In this part of essay evaluation, the ML algorithms evaluate sentence structure, scrutinizing for grammatical precision and diversity — crucial for advanced language skills.
Learn more about grammar evaluation
Learn more about grammar evaluation
Sentence Structures
Your sentence structures are mostly simple and lack variety. The essay would benefit from more complex and compound sentences to enhance readability and engagement.
Bad Example(s)
Water pollution is a big problem and agriculture is one of main cause.
This sentence is too simple and lacks complexity. It could be improved by using a more complex structure, such as using a relative clause or additional details.
This chemicals gets washed away to river and lakes when it rains, which is harmful for the water animals and plants.
The sentence structure is awkward due to incorrect subject-verb agreement and could be more complex.
Tense Usage
Your tense usage is mostly consistent, but there are a few errors that need attention. The essay primarily uses the present tense, which is appropriate for the topic.
Good example(s)
In conclusion, water pollution from agriculture is serious issue, but it can reduce.
The use of present tense is appropriate for stating a general fact.
Bad Example(s)
In this essay, I will talk about how farming activities leads to water contamination and what can we do to more sustainable farming.
The use of 'leads' should be 'lead' to match the plural subject 'activities'.
Grammatical Errors
Water pollution is a big problem and agriculture is one of main cause.
Correction:
Water pollution is a big problem, and agriculture is one of the main causes.
Water pollution is a big problem, and agriculture is one of the main causes.
The sentence lacks a comma before 'and' and 'cause' should be plural to match 'one of the'.
This chemicals gets washed away to river and lakes when it rains, which is harmful for the water animals and plants.
Correction:
These chemicals get washed away to rivers and lakes when it rains, which is harmful to aquatic animals and plants.

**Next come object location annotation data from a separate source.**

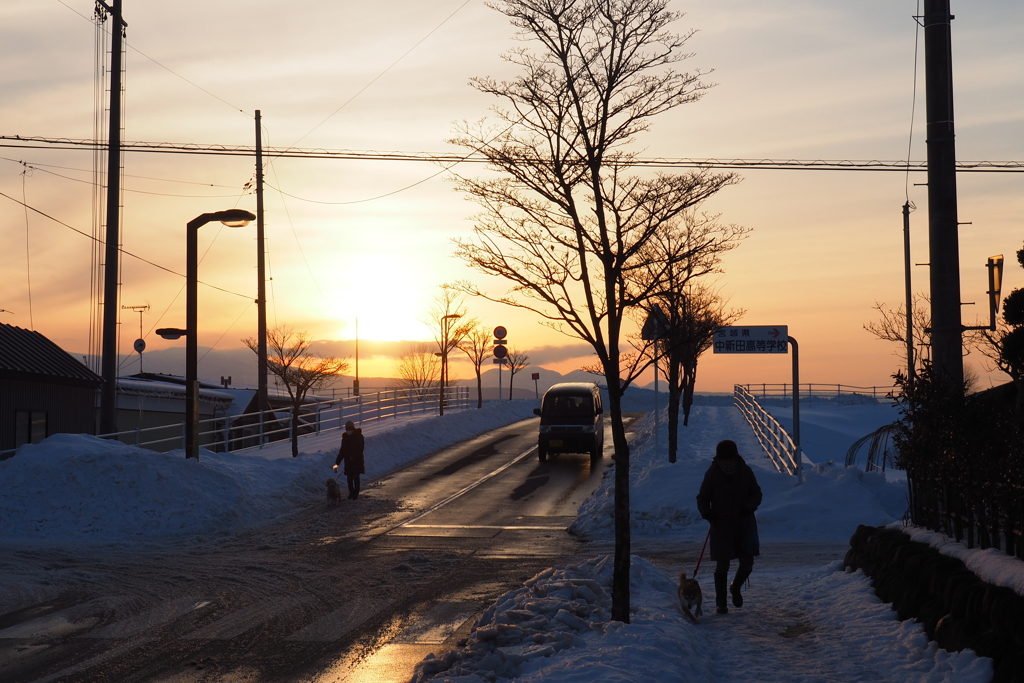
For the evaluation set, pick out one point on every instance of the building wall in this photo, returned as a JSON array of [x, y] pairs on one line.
[[69, 409]]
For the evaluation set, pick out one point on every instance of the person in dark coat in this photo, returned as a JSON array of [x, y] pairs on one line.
[[351, 453], [728, 497]]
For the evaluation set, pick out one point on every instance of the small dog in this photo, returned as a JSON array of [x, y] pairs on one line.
[[333, 492], [690, 597]]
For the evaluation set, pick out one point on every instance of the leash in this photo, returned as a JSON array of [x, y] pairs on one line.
[[700, 559]]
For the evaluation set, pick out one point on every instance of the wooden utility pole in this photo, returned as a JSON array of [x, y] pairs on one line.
[[260, 273], [109, 393], [908, 292], [947, 341]]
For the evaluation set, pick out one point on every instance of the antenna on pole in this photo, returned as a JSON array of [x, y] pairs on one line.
[[109, 393], [139, 344]]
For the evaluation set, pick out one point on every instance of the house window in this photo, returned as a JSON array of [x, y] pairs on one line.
[[30, 427]]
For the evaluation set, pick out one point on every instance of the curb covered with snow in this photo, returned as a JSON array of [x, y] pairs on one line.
[[78, 488]]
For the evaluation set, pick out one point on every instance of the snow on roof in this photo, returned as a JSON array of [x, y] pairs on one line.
[[134, 386]]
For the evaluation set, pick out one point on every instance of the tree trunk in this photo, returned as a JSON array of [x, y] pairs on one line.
[[295, 430], [689, 382], [674, 391]]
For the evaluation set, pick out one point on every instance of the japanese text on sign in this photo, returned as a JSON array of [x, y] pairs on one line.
[[752, 339]]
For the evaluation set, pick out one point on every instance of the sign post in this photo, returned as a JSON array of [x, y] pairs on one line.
[[655, 328], [501, 353], [766, 339]]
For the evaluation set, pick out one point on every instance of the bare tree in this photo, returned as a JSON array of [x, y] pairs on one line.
[[477, 346], [564, 222], [1005, 345], [450, 325], [516, 360], [419, 370], [301, 372], [891, 326], [692, 321]]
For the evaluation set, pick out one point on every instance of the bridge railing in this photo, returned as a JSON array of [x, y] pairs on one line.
[[775, 441], [818, 391], [255, 430]]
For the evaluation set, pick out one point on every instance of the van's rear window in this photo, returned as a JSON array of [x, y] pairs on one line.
[[568, 406]]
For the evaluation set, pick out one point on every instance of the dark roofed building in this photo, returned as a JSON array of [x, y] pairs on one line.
[[43, 389]]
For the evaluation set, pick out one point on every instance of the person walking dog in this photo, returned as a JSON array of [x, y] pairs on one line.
[[351, 453], [728, 497]]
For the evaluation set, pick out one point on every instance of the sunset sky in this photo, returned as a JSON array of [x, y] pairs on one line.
[[796, 79]]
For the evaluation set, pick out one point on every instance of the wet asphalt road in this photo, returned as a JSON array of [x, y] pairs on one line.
[[358, 592]]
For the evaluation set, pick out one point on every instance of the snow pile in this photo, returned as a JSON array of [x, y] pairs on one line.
[[828, 427], [74, 487], [558, 627], [828, 506], [823, 625]]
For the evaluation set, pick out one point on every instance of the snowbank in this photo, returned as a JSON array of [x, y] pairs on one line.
[[828, 506], [77, 488]]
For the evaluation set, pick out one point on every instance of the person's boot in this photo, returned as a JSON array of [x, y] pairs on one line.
[[720, 594], [737, 583]]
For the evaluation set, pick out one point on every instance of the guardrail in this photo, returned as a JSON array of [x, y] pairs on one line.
[[773, 438], [254, 430], [817, 390]]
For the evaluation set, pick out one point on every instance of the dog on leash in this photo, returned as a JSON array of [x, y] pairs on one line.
[[690, 597], [333, 492]]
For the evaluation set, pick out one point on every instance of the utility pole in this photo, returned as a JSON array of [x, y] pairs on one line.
[[109, 393], [947, 341], [260, 273], [908, 293]]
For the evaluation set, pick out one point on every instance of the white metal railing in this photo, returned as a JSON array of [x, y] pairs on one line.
[[254, 430], [818, 390], [773, 438]]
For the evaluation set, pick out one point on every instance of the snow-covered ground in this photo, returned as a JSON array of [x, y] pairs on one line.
[[80, 489], [801, 623]]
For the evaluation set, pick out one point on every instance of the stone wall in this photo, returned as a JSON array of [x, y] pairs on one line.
[[955, 607]]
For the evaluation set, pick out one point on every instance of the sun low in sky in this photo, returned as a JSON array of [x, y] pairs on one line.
[[372, 239]]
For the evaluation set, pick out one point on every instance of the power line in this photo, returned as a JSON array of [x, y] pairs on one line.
[[379, 76], [95, 184], [123, 251], [876, 165], [168, 69]]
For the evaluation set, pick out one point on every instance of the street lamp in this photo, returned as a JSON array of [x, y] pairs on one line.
[[231, 218], [445, 335]]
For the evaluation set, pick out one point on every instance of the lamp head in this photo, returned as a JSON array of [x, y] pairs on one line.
[[172, 333], [236, 217]]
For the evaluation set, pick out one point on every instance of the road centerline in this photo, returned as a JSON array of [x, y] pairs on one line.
[[469, 487]]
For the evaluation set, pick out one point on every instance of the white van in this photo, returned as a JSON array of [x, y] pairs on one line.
[[571, 421]]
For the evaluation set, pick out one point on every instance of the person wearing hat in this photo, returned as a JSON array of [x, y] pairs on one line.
[[351, 453], [728, 497]]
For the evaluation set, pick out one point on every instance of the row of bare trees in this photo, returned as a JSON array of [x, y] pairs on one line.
[[424, 367], [582, 238]]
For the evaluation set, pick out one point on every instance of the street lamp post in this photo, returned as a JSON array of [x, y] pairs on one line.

These chemicals get washed away to rivers and lakes when it rains, which is harmful to aquatic animals and plants.
The subject 'chemicals' is plural, so it should be 'get', and 'river and lakes' should be plural.
They should use netural fertilizer instead of chemical ones.
Correction:
They should use natural fertilizers instead of chemical ones.
They should use natural fertilizers instead of chemical ones.
The word 'netural' is a typo and should be 'natural'.
They should make sure that animal wastes does not go into the water.
Correction:
They should make sure that animal waste does not go into the water.
They should make sure that animal waste does not go into the water.
The word 'wastes' should be singular 'waste' to match the verb 'does'.
Also, using water carefully and having good irigation systems can reduce water pollution because less dirty water will go into rivers and lakes.
Correction:
Also, using water carefully and having good irrigation systems can reduce water pollution because less dirty water will go into rivers and lakes.
Also, using water carefully and having good irrigation systems can reduce water pollution because less dirty water will go into rivers and lakes.
The word 'irigation' is a typo and should be 'irrigation'.